I’d love to hear some impressions if any of our friends across the pond manage to catch this.
I caught it at Fantastic Fest today, and I really liked it. I can’t say anything about how it compares to the book, but I can say that it does not shy away from the horror of its premise. It goes full-on zombie movie at times.
Yes it’s a decent little movie. Some genuine shocks. Very strong central performance. A slightly new take on Zombies. Some annoying flaws tho and at times a Children’s Film Foundation (olde English institution making films for kids) feel. Overall good tho feels a bit YA.
Careful not to spoil anything, but the ending is a bit grim for YA isn’t it? I mean, I guess it’s hopeful in a way.
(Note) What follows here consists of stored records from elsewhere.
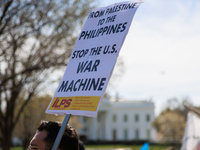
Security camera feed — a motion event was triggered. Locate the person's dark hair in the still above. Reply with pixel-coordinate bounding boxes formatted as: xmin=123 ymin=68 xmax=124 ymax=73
xmin=37 ymin=121 xmax=79 ymax=150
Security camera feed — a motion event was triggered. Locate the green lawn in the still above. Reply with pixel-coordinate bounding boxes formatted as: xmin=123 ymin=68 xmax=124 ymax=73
xmin=0 ymin=145 xmax=180 ymax=150
xmin=85 ymin=145 xmax=178 ymax=150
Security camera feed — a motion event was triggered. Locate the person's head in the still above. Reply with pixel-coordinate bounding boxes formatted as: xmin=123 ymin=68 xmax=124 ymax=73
xmin=29 ymin=121 xmax=79 ymax=150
I am a bit surprised to see two of you refer to this as YA, the book certainly didn’t read that way. If it is, I agree with stusser that it’s about the grimmest children’s story I’ve read.
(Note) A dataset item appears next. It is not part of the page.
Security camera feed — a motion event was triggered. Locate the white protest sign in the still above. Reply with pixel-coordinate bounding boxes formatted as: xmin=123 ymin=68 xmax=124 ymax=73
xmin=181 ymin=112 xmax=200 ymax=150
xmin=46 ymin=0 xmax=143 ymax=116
It’s definitely a YA novel. I think you might be surprised by how grim they often are these days. I actually think this one ends on a hopeful note, though. Of a sort. Assuming the movie ends the same way, at least.
I read the book last year and it didn’t read like a YA novel to me. Nothing beyond having a younger protagonist and thus a more… innocent(?) point of view screamed YA.
Doesn’t mean young adults wouldn’t enjoy it. But I’m not sure how we define YA literature these days. Is it marketed as such?
Edit: checked GoodReads and neither the genre list or awards seem to be specifically YA
Mind you, as a teen-ager in the 80ies, Stephen King was my equally grim “YA” literature. Anything can qualify.
Yeah I guess I don’t really understand what it means to be “YA” these days. I mean sure, I would have eaten it up (ha ha) as a teenager but I was always a bit of a weirdo.
It’s possible that kids today have much better taste than back in the day.
As a child, the only books I read that were aimed at children were the Xanth series, and I found them peurile by age 13.
The Xanth books weren’t YA, though. They were consistently shelved with and marketed as adult novels. They just seemed to have a large audience of teens and younger.
I can’t imagine an adult actually enjoying those books.
Well, that’s not true. Lots of borderline braindead adults.
Never read any Xanth, but aren’t those books the ones with the creepy, borderline pedo undertones?
I was wrong about The Girl With All The Gifts being categorized as YA, seems like. Anyway no sign that Amazon considers it such. But I do stand by a lot of YA these days being much grimmer than you might expect, and personally I feel like the main difference between YA fiction and adult fiction is marketing and publisher classification.
Well, Anthony’s gotten a lot closer to that sort of thing elsewhere, particularly the novel Firefly (no relation to the show). But yes, there is a fairly juvenile obsession with sex that orbits teenage girls as often as not, and the books’ attitude towards women in general is questionable. Not that you would notice at 12 or 13, probably.
I noticed Rckay mentioned it being YA above but on reread he seems to think it just “feels” YA. Not having seen the movie I can’t dispute that.
Oh I was fine with banging teens; I was one! I just couldn’t stand reading the books, they were poorly written garbage.
Well I think technically banging a teen while yourself being a teen isn’t really pedo, but that’s probably as far as we need to take that particular digression.
Sorry been away - anyone here seen it yet ? Mayb by YA what I meant was something about tone ie it feels like a 15 certificate (which of course it was I think here in uk) take on horror as opposed to an 18 certificate. So then a film squarely aimed at that age group rather than a film that happens to fall into that certificate range.
Been a while since I saw it though.
Just started reading the book now.
No, looks like this goes into limited release in the U.S. on February 24.
Is that a bad sign? You know how March is the month where sucky movies get sent to die, right?